Beramund looked at her for a long moment.

She had learned, over the past weeks, to hold his gaze during these moments — the ones where he was assessing something, weighing something, coming to a conclusion she couldn't yet read. It had taken practice. Her instinct was still to look away, the old reflex of someone who had spent years making herself unremarkable.

She didn't look away.

"Alright," he said.

"You're not going to argue?"

"Would it change your mind?"

"No."

"Then there's no point." He picked up the paper again. "I'll look into the handwriting. And I'll find out who's on the invitation list this year — that might narrow things down." He glanced at her. "You'll need to prepare."

"I know how to conduct myself at a formal Imperial event."

"I didn't mean that." He set the paper in his inner coat pocket. "I meant you'll need to prepare for whatever they want from you. Whoever sent this didn't do it out of goodwill. They need something. You need to go in knowing what you're willing to give."

Sigrid thought of the carriage. The question she had asked him.

What do you want?

And the answer she had given herself, lying in the dark.

"I'm aware," she said quietly.

Beramund nodded once. Then, as if the subject were concluded, he leaned back slightly in his chair and said:

"Your arms. Are they still sore?"

Sigrid blinked at the shift.

"A little," she admitted. "The rowing worked muscles I don't usually isolate."

"I thought so.
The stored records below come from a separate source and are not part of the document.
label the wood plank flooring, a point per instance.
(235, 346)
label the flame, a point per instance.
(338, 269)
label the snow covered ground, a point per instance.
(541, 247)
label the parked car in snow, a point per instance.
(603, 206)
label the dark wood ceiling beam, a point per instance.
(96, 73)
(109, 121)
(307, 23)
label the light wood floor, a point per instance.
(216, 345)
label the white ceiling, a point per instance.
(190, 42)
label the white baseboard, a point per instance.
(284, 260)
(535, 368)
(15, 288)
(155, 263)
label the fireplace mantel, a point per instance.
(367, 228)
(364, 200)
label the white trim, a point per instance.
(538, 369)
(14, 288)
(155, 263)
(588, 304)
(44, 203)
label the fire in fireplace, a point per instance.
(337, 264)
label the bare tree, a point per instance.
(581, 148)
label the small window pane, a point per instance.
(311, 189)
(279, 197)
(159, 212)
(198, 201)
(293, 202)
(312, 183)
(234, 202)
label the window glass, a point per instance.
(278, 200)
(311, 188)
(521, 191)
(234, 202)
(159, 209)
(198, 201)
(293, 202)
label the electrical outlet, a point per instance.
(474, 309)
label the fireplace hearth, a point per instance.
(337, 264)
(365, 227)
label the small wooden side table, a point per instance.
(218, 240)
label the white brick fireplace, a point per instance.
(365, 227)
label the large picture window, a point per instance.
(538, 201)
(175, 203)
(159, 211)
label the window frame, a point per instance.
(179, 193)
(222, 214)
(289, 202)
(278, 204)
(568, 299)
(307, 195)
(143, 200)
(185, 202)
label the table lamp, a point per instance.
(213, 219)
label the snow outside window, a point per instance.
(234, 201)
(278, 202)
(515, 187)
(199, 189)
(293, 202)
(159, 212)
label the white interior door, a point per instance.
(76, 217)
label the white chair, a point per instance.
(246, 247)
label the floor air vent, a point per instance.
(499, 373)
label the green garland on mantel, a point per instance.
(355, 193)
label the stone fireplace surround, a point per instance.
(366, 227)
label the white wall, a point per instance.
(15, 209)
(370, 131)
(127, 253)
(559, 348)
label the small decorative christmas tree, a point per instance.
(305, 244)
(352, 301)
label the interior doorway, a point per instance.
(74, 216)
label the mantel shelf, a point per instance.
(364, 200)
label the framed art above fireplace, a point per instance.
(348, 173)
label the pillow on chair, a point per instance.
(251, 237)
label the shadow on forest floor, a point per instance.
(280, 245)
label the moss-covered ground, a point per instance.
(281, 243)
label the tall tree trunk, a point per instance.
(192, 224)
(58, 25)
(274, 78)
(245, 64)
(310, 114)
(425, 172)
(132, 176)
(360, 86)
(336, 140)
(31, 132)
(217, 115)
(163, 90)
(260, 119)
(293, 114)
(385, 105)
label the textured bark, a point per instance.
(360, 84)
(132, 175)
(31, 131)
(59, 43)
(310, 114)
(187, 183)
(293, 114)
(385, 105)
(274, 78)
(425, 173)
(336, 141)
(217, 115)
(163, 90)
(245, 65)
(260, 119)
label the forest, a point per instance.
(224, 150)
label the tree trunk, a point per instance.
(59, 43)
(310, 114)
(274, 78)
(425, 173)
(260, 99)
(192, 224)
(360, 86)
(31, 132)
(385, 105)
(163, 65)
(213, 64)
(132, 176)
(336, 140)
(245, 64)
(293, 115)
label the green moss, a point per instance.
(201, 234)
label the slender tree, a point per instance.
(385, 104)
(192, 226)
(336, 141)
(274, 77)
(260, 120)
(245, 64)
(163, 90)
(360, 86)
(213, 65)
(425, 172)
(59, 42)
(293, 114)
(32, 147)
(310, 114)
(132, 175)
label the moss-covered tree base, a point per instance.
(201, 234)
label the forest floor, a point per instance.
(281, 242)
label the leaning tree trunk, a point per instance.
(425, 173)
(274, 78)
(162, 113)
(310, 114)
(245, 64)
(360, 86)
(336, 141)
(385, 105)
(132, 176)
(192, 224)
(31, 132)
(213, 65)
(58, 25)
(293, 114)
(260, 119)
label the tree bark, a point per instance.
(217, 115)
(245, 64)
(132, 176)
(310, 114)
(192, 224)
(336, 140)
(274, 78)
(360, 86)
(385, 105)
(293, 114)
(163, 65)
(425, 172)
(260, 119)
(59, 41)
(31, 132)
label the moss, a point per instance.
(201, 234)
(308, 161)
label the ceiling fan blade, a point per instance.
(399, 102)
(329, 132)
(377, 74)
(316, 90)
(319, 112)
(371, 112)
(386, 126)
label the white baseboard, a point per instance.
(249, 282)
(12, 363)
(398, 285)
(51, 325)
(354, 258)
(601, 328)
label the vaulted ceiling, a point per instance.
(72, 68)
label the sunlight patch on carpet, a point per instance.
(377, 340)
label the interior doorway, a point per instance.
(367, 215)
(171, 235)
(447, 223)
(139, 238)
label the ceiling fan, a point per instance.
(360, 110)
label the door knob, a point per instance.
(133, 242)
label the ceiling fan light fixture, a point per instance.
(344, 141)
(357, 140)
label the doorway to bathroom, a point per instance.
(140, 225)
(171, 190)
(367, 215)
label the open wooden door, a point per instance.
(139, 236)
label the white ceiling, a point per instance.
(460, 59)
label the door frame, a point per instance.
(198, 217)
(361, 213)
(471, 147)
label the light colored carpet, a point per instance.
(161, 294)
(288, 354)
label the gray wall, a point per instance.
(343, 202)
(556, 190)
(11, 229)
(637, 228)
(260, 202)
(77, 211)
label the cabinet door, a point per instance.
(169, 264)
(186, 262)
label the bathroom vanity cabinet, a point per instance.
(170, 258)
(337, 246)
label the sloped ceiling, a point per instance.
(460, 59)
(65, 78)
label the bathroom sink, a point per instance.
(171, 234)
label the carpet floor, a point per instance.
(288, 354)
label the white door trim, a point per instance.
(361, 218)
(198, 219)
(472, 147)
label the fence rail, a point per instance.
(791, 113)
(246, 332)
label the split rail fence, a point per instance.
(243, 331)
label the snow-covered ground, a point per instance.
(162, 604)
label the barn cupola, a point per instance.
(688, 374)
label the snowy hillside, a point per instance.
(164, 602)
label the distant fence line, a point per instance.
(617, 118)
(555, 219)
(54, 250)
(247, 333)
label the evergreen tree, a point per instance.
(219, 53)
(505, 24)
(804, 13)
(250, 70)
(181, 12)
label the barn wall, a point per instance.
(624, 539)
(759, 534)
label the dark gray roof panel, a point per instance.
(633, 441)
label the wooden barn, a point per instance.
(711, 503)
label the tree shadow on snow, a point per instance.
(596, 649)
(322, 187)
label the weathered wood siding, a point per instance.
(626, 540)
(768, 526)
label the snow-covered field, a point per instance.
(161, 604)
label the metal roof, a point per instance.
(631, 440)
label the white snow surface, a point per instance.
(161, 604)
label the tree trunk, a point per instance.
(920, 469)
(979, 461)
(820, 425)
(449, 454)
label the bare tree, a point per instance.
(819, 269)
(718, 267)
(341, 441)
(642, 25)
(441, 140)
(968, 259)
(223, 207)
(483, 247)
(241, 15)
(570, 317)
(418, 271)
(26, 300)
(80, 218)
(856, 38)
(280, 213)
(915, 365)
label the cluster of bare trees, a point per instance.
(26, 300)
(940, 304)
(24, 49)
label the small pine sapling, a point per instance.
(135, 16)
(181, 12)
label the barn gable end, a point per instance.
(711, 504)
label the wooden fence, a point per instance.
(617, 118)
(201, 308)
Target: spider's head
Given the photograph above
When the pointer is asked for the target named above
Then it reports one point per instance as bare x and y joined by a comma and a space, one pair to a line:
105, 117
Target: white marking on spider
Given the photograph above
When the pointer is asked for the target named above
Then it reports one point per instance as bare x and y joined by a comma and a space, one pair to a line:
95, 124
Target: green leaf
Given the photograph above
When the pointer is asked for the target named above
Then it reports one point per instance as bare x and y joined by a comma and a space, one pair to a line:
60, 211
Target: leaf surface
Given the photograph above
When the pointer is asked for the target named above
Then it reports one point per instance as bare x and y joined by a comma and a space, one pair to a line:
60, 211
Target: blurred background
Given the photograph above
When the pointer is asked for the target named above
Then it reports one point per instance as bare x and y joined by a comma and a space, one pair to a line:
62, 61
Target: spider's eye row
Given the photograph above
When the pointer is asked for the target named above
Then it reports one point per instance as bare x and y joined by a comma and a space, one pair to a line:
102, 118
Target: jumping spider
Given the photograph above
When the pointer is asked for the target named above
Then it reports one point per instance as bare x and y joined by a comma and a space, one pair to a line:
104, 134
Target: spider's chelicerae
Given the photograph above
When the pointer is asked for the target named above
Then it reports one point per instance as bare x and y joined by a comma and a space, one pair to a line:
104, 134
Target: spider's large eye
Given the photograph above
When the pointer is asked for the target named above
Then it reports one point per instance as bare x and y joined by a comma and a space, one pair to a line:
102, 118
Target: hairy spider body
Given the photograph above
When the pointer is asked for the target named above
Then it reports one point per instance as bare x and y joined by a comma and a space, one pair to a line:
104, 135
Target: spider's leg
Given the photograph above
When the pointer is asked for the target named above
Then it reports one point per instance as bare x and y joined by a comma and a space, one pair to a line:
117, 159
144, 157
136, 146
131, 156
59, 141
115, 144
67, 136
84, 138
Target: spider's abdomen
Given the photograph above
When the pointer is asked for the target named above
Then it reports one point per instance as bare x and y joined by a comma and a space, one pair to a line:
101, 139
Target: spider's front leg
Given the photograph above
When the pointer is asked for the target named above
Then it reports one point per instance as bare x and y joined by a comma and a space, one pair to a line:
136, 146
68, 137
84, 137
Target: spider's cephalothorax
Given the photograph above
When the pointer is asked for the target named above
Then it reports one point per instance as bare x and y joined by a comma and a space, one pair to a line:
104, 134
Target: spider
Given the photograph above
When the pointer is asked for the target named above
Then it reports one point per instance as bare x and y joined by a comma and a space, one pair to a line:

You were compensating on your left side during training this morning."

"You watched my training?"

"I arrived early." He said it without apology. "You should stretch the lateral muscles more before swordsmanship. If they're tight it'll affect your draw."

Sigrid considered this. He wasn't wrong — she had felt a slight pull on the left when she extended.

"Fine," she said.

"I can show you the stretches if—"

"I know the stretches."

"Do you actually do them?"

Sigrid did not answer immediately.

Beramund's expression was entirely too satisfied.

"I'll do them," she said, with dignity.

"Good."

She stood, and he stood with her, and for a moment they were simply facing each other across the table with the morning light coming through the windows and a piece of paper containing an unknown threat tucked into his coat pocket.

Normal, Sigrid thought. This feels almost normal.

She wasn't sure when that had happened.

"Beramund," she said.

"Yes?"

She hesitated for only a moment.

"Be careful," she said. "When you look into this. Whoever sent that note — they're careful too. I don't want you to—" She stopped. Searched for the right word. "I don't want complications."

Beramund was very still for a moment.

Then he smiled — not the easy public smile, but the quieter one. The real one.

"Noted," he said.

He picked up his cane from where it rested against the chair and moved toward the door. At the threshold he paused, half-turning.

"Sigrid."

"Yes?"

"The invitation will come within a week. I'm nearly certain of it." His differently-colored eyes were steady on hers. "When it does — we'll face it together. Whatever it is."

She held his gaze.

"Together," she said.

He left.

Sigrid stood for a moment in the empty room, the morning light stretching across the floor in long pale rectangles, the clock on the mantle ticking quietly in the silence he had left behind.

Then she went to find the Count's secretary to ask about the chrysanthemum banquet's guest list from last year.

If she was going to walk into something, she intended to know the terrain first.

Old habits, after all, weren't entirely useless.